I was trying to figure out what this ‘patching’ job entailed so we could assess which step of the maintenance to focus on but could not get all the necessary details from the customer support team except for the following order of operations:

  1. They ran kubectl drain to prepare their 3 nodes for the patching. This ensured that all Pods would get evicted, including all persistent storage and services.
  2. They ran kernel updates to patch security vulnerabilities.
  3. They upgraded Ubuntu packages using apt update&&apt upgrade.
  4. They restarted all their servers and ran kubectl uncordon.

After they finished this maintenance job, their application was no longer loading. They had not taken any snapshots of the system before running this ‘patch’ job so we had to figure out why the application was not available.

Salvaging MongoDB

I invited the customer to join me on a conference call so I could take a look and gather preliminary information about why the application is not running. What I noticed when running kubectl get pods was that all the services were stuck on Init 0/1, which indicated that the execution of the first initContainer was terminating with non-zero return codes. All initContainers were failing their connection to MongoDB as we can see from the spec of one of the Pods which was stuck on Init:

Init Containers:
  init-mongodb:
    Image: busybox:1.30.1
    Command:
      sh
      -c
      until nc -zv mongodb-service.prod 27017; do echo waiting for mongodb; sleep 2; done;

It was pretty evident that the MongoDB service was the cause for the dependent application services inability to initialize because we saw that all 3 replica set member’s Pods were in Init: CrashLoopBackOff state.

We needed to understand which initContainer of MongoDB was crashing. We were able to figure out why using kubectl describe pod mongodb-replicaset-0 and kubectl logs mongodb-replicaset-0 --all-containers. When running kubectl describe pod mongodb-replicaset-0 we saw that the failing initContainer was one called bootstrap:

Init Containers:
bootstrap:
    Image: mongo:3.6.8
    Command:
      /work-dir/peer-finder
    Args:
      -on-start=/init/on-start.sh
      -service=mongodb-replicaset
    Environment:
      REPLICA_SET: rs0
      TIMEOUT: 900

This container is a simple peer finder daemon that is useful with StatefulSet and related use cases. All it does is watch DNS for changes in the set of endpoints that are part of the governing service. It periodically looks up the SRV record of the DNS entry that corresponds to a Kubernetes Service which enumerates the set of peers for this the specified service. Not really helpful. So we needed to review the logs and find out what’s causing this container to fail.

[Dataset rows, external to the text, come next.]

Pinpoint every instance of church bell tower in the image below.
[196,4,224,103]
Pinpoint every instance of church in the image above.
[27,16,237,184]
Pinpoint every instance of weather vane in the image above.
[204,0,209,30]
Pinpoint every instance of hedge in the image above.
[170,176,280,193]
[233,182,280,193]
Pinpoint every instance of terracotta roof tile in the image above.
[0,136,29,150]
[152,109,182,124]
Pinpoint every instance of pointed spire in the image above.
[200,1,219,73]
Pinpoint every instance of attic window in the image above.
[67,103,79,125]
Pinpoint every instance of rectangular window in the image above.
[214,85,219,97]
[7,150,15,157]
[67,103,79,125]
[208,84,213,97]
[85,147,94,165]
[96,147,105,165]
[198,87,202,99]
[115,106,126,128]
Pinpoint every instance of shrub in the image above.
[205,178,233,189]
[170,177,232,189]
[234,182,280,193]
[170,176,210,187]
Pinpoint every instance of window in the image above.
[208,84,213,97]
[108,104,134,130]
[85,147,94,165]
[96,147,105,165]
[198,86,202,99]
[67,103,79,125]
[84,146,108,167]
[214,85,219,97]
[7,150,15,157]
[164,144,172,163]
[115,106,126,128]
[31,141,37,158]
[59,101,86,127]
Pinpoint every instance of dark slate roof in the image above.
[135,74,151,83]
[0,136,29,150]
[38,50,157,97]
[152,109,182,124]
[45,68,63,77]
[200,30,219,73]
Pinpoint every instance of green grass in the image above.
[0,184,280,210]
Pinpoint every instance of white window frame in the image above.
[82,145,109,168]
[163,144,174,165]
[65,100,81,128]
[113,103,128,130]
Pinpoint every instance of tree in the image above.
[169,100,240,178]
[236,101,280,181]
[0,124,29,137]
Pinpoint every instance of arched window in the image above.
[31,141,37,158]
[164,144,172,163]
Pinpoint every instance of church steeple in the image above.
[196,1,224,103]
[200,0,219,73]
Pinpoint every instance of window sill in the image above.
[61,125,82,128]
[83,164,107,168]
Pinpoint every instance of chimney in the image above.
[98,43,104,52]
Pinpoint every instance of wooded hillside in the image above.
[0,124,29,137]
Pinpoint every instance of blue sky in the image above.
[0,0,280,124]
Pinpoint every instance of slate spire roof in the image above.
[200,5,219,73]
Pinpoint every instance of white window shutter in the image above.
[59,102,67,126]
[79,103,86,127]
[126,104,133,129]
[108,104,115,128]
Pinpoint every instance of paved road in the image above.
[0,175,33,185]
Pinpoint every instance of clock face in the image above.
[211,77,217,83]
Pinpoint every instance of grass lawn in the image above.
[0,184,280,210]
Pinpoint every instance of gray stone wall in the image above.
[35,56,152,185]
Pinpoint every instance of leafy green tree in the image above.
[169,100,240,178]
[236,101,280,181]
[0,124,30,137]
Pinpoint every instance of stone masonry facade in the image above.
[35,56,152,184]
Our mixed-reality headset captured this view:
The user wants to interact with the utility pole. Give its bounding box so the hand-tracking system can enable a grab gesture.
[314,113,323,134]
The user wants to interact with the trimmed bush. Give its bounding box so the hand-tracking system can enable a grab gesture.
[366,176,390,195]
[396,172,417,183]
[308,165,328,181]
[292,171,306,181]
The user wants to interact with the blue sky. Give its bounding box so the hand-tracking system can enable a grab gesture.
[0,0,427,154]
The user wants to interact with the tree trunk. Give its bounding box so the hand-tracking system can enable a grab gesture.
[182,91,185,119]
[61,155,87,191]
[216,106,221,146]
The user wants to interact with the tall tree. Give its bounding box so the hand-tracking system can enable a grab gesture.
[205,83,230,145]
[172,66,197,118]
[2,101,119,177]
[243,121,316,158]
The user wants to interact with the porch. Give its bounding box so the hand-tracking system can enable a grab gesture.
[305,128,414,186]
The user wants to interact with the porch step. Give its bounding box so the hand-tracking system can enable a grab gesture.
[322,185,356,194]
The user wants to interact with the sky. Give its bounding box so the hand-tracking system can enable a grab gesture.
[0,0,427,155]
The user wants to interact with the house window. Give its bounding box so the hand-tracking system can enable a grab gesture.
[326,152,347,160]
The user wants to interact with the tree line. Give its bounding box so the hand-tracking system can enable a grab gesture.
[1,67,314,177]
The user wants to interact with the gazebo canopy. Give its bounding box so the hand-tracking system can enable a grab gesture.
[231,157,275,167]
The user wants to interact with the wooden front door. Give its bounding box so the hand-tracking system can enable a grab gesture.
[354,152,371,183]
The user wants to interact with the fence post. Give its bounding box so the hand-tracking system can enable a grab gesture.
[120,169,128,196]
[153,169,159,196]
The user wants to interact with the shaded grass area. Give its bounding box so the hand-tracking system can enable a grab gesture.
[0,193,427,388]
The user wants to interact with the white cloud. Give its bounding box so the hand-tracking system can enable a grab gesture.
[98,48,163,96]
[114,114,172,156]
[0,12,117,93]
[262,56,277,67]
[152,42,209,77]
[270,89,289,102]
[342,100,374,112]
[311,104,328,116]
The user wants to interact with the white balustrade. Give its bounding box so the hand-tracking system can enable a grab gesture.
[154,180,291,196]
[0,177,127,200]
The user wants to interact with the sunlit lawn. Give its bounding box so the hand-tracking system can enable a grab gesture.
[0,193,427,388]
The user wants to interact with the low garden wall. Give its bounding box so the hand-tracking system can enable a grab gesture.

When we ran kubectl logs mongod-replicaset-0 --all-containers we noticed the following error:

E STORAGE  WiredTiger error, file:WiredTiger.wt, connection: unable to read root page from file:WiredTiger.wt: WT_ERROR: non-specific WiredTiger error
E STORAGE WiredTiger error, file:WiredTiger.wt, connection: WiredTiger has failed to open its metadata
E STORAGE WiredTiger error, file:WiredTiger.wt, connection: This may be due to the database files being encrypted, being from an older version or due to corruption on disk
E STORAGE WiredTiger error, file:WiredTiger.wt, connection: You should confirm that you have opened the database with the correct options including all encryption and compression options
E - WT_ERROR: non-specific WiredTiger error src\mongo\db\storage\wiredtiger\wiredtiger_kv_engine.cpp 397
I STORAGE WT_ERROR: non-specific WiredTiger error, terminating

The log that immediately grabbed our attention was the following:

E STORAGE  WiredTiger error, file:WiredTiger.wt, connection: This may be due to the database files being encrypted, being from an older version or due to corruption on disk

Although we did not have any incriminating evidence, we were pretty sure that the server patching likely caused some data disk corruption because of an unclean shutdown of the MongoDB service. At this point we were facing a few of problems:

  1. We could not create a mongodump since the MongoDB server was not running and the initContainers were in a CrashLoopBackOff.
  2. We did not have the necessary tools on the production environment since we could not install any additional sidecar containers or utilities.
  3. As mentioned earlier, we did not have a snapshot of the server in a working state or a mongodump to rely on so we needed to figure out a way to fix this corrupted state somehow.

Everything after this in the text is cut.